British people seem to have a real problem with reporting legal rulings correctly.
It is all too common to vilify the decision-taker without having a clue about the evidence or the legal issues.
The European Court of Human Rights is the most obvious example, but it also happened prominently with the Mark Duggan inquest last year: the press went to town arguing that the ‘lawful killing’ verdict was “wrong”, but how many commentators heard the several weeks’ worth of evidence that the jury did?
The Hamas judgment is admittedly not a joy to read. It’s full of dense legal prose and it doesn’t help that it refers to European laws by number rather than by name. But I managed to wade through it, and the upshot is: the court has not ruled that Hamas aren’t terrorists.
What they said was that the decision to classify them as terrorists did not follow the proper procedure.
Specifically, decisions to classify groups as terrorist organisations must state their reasoning.

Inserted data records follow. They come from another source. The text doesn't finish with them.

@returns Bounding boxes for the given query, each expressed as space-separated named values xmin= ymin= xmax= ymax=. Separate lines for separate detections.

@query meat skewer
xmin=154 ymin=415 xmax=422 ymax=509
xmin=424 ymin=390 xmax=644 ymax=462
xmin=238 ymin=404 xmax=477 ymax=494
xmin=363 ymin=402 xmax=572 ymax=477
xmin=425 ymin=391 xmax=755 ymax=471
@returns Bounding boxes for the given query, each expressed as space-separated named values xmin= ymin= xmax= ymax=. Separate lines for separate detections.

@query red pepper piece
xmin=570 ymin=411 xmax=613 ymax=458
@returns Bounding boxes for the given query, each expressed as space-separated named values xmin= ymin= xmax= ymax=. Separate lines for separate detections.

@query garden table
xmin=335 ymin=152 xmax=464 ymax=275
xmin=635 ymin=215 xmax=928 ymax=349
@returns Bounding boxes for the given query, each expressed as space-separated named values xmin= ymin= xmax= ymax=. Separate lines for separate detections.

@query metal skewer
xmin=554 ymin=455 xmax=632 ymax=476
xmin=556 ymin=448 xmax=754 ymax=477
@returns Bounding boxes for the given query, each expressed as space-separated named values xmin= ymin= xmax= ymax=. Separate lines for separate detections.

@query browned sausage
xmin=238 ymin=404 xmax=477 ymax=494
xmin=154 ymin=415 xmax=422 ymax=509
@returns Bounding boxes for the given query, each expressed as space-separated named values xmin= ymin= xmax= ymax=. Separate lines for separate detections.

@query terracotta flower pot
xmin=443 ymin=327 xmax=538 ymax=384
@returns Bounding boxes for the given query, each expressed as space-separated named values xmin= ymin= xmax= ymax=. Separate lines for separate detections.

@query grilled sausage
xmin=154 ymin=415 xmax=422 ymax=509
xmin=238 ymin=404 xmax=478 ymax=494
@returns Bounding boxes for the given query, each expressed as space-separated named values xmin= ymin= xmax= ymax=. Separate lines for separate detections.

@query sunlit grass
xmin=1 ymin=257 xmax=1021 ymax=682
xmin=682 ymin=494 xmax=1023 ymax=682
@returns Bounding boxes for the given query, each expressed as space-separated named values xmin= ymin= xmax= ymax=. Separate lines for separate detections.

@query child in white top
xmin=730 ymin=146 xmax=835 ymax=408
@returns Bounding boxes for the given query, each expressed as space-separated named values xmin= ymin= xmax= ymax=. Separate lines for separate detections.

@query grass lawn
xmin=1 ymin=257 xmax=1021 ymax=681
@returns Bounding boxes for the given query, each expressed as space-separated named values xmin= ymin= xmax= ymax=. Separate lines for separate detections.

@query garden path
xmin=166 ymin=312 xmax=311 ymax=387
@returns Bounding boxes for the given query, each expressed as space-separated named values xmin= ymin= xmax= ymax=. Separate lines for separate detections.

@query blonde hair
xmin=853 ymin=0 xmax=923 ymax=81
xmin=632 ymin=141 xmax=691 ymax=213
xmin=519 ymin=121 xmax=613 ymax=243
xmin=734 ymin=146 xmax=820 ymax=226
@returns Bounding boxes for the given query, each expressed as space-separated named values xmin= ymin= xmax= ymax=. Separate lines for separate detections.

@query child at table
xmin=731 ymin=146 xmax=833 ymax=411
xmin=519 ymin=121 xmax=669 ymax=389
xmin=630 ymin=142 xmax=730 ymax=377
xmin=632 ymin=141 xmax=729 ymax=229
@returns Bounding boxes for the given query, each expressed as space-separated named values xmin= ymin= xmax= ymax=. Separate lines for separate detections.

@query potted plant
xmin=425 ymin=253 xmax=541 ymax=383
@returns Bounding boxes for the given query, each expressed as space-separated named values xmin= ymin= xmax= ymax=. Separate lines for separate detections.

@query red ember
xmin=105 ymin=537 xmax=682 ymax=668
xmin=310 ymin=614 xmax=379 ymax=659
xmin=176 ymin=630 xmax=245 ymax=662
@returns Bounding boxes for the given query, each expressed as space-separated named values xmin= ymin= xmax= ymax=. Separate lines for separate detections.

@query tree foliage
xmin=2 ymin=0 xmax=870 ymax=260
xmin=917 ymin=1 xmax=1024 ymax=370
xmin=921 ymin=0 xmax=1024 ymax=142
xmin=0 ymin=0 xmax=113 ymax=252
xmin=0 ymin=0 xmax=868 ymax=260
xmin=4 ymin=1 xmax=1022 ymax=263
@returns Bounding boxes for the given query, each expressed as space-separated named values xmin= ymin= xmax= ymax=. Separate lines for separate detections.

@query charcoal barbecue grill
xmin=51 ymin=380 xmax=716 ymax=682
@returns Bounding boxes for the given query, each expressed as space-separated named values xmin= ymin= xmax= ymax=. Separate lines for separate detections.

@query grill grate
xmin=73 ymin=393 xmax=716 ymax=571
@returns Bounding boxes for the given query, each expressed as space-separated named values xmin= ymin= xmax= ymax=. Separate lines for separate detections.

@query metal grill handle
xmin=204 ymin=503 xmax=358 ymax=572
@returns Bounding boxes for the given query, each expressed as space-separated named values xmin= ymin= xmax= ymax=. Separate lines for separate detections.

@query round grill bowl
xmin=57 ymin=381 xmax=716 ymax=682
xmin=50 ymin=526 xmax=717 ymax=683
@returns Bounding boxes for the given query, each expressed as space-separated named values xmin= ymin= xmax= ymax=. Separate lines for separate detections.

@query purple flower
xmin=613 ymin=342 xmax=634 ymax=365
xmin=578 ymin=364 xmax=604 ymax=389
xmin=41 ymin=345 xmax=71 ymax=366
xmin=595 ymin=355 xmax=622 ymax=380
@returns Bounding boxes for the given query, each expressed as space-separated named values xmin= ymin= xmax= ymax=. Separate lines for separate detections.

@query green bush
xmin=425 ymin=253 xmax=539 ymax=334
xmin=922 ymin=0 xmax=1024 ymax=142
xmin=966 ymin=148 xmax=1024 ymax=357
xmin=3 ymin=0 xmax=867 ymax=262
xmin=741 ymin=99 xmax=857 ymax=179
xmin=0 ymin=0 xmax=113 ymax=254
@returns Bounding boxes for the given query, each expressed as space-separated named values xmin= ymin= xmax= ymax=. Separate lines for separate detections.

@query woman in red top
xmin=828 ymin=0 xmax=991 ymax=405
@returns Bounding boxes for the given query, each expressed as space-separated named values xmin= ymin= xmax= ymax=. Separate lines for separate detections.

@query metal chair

This is only fair in a democratic system where political groups are being banned, and chimes with halacha – which requires batei din to provide written reasons for their decisions when there are likely to be doubts about the integrity of the process.
Sadly, when the European Commission proscribed Hamas, their reasoning was not precise enough.

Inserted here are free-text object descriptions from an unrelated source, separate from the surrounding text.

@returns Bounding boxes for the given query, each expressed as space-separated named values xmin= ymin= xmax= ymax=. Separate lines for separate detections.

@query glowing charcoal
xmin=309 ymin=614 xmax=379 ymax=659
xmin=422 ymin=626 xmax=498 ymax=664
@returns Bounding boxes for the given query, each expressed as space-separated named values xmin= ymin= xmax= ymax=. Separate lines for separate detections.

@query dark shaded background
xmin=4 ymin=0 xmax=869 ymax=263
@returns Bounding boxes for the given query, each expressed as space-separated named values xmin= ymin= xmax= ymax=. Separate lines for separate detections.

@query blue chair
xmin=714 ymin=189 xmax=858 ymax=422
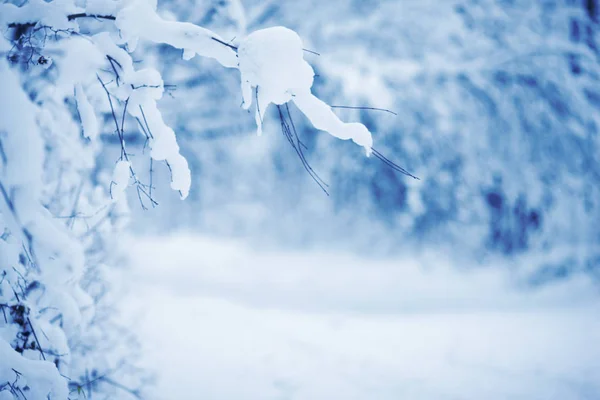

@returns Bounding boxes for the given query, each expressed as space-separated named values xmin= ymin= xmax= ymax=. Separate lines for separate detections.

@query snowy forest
xmin=1 ymin=0 xmax=599 ymax=399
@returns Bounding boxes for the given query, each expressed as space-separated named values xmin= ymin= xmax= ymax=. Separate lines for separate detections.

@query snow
xmin=0 ymin=340 xmax=68 ymax=400
xmin=0 ymin=55 xmax=95 ymax=400
xmin=55 ymin=36 xmax=105 ymax=98
xmin=0 ymin=0 xmax=81 ymax=31
xmin=115 ymin=0 xmax=238 ymax=67
xmin=111 ymin=160 xmax=131 ymax=201
xmin=2 ymin=2 xmax=597 ymax=399
xmin=130 ymin=100 xmax=191 ymax=199
xmin=92 ymin=32 xmax=192 ymax=199
xmin=75 ymin=84 xmax=99 ymax=140
xmin=166 ymin=153 xmax=192 ymax=197
xmin=0 ymin=60 xmax=44 ymax=189
xmin=238 ymin=26 xmax=314 ymax=135
xmin=123 ymin=235 xmax=600 ymax=400
xmin=293 ymin=92 xmax=373 ymax=154
xmin=109 ymin=15 xmax=378 ymax=194
xmin=84 ymin=0 xmax=120 ymax=17
xmin=238 ymin=26 xmax=373 ymax=153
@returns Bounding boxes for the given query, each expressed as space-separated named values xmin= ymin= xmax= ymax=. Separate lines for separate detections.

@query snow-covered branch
xmin=0 ymin=0 xmax=415 ymax=398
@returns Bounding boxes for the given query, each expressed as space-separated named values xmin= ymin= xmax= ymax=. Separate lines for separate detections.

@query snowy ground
xmin=123 ymin=235 xmax=600 ymax=400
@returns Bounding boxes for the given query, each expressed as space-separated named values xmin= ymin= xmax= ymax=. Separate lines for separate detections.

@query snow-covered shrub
xmin=0 ymin=0 xmax=395 ymax=398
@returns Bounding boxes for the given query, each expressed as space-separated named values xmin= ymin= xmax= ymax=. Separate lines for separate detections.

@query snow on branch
xmin=115 ymin=0 xmax=238 ymax=67
xmin=0 ymin=1 xmax=419 ymax=399
xmin=2 ymin=0 xmax=387 ymax=161
xmin=115 ymin=13 xmax=378 ymax=156
xmin=91 ymin=32 xmax=192 ymax=200
xmin=0 ymin=0 xmax=81 ymax=31
xmin=237 ymin=26 xmax=373 ymax=155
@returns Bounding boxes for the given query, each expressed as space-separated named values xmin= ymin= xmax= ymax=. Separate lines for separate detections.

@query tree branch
xmin=7 ymin=13 xmax=115 ymax=28
xmin=66 ymin=13 xmax=116 ymax=22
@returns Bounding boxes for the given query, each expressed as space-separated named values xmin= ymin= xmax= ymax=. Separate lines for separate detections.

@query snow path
xmin=123 ymin=235 xmax=600 ymax=400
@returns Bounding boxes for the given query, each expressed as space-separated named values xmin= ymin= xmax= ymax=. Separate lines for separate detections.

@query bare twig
xmin=67 ymin=13 xmax=116 ymax=22
xmin=302 ymin=48 xmax=320 ymax=56
xmin=26 ymin=317 xmax=46 ymax=360
xmin=330 ymin=105 xmax=398 ymax=116
xmin=277 ymin=105 xmax=329 ymax=195
xmin=210 ymin=36 xmax=238 ymax=51
xmin=371 ymin=148 xmax=419 ymax=179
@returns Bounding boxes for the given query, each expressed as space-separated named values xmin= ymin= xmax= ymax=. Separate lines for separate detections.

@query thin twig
xmin=99 ymin=377 xmax=141 ymax=399
xmin=330 ymin=105 xmax=398 ymax=116
xmin=27 ymin=317 xmax=46 ymax=361
xmin=210 ymin=36 xmax=238 ymax=51
xmin=67 ymin=13 xmax=116 ymax=22
xmin=302 ymin=48 xmax=320 ymax=56
xmin=277 ymin=105 xmax=329 ymax=195
xmin=371 ymin=148 xmax=419 ymax=179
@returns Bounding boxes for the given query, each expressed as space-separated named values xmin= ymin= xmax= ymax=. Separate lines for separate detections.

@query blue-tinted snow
xmin=124 ymin=235 xmax=600 ymax=400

It was, the court says, “a general and stereotypical formulation” based on the plain definition of terrorism – along the lines of the first paragraph of this article – and did not contain specific factual evidence to show that Hamas engages in terrorism.

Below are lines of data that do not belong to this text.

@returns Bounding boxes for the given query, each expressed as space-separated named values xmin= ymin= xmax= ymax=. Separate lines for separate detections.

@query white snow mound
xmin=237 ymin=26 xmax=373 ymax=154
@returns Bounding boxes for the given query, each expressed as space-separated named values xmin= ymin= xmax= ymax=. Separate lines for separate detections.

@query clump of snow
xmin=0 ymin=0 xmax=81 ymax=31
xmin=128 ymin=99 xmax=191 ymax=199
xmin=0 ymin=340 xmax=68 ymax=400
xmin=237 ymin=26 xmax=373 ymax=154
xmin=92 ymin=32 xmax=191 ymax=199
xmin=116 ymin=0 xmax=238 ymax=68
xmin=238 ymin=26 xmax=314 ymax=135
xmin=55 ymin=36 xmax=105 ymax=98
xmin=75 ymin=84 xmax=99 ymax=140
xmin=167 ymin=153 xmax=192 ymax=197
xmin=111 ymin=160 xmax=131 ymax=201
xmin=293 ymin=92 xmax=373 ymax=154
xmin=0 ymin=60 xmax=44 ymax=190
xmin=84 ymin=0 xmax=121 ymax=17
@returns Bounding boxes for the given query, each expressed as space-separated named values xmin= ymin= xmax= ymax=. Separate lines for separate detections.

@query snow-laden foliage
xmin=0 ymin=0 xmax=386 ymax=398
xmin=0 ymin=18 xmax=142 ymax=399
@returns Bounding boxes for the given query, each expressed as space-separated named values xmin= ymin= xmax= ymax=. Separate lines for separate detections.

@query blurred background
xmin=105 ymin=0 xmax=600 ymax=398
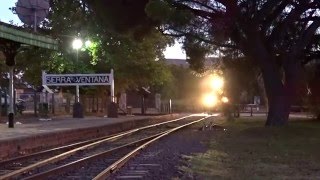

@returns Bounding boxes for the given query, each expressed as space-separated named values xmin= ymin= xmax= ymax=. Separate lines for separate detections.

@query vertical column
xmin=33 ymin=11 xmax=37 ymax=32
xmin=34 ymin=90 xmax=37 ymax=117
xmin=110 ymin=69 xmax=114 ymax=102
xmin=8 ymin=66 xmax=14 ymax=128
xmin=169 ymin=99 xmax=172 ymax=114
xmin=107 ymin=69 xmax=118 ymax=118
xmin=76 ymin=85 xmax=80 ymax=103
xmin=52 ymin=93 xmax=55 ymax=114
xmin=75 ymin=50 xmax=80 ymax=103
xmin=155 ymin=93 xmax=161 ymax=112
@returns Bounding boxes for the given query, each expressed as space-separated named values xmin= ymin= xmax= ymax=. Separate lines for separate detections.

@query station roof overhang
xmin=0 ymin=21 xmax=58 ymax=50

When the Commission can put this evidence together, which seems unlikely to take too much effort, Hamas can go back on the banned list.
I think there are three messages to take from this.
The first point is that, fortunately for us, the Court of Justice of the European Union did not make its ruling this week because it hates Jews.
The second is that everyone benefits from a fair and impartial legal system. The Maharal of Prague wrote, “That we sometimes free guilty people is not significant. What is critical is preserving justice.” The European Commission was lazy with its reasoning so its decision was overturned, and just as well because what if their lack of evidence had actually perpetrated an injustice against an innocent organisation? It could have done unless the courts had the power to reverse it.
The third is about informed decision-taking. The banning of Hamas was a sensible decision – because they are plainly terrorists – but not an informed one, because it did not demonstrate sufficient evidence.
The vilification, by some parts of the Jewish community, of the EU Court for ruling that Hamas isn’t a terrorist group, was not properly informed either. It was a slur thrown about by people who hadn’t read the judgment and who didn’t understand the issues.
Acting before one has the facts is never a good plan, as hopefully this saga has reinforced for everybody.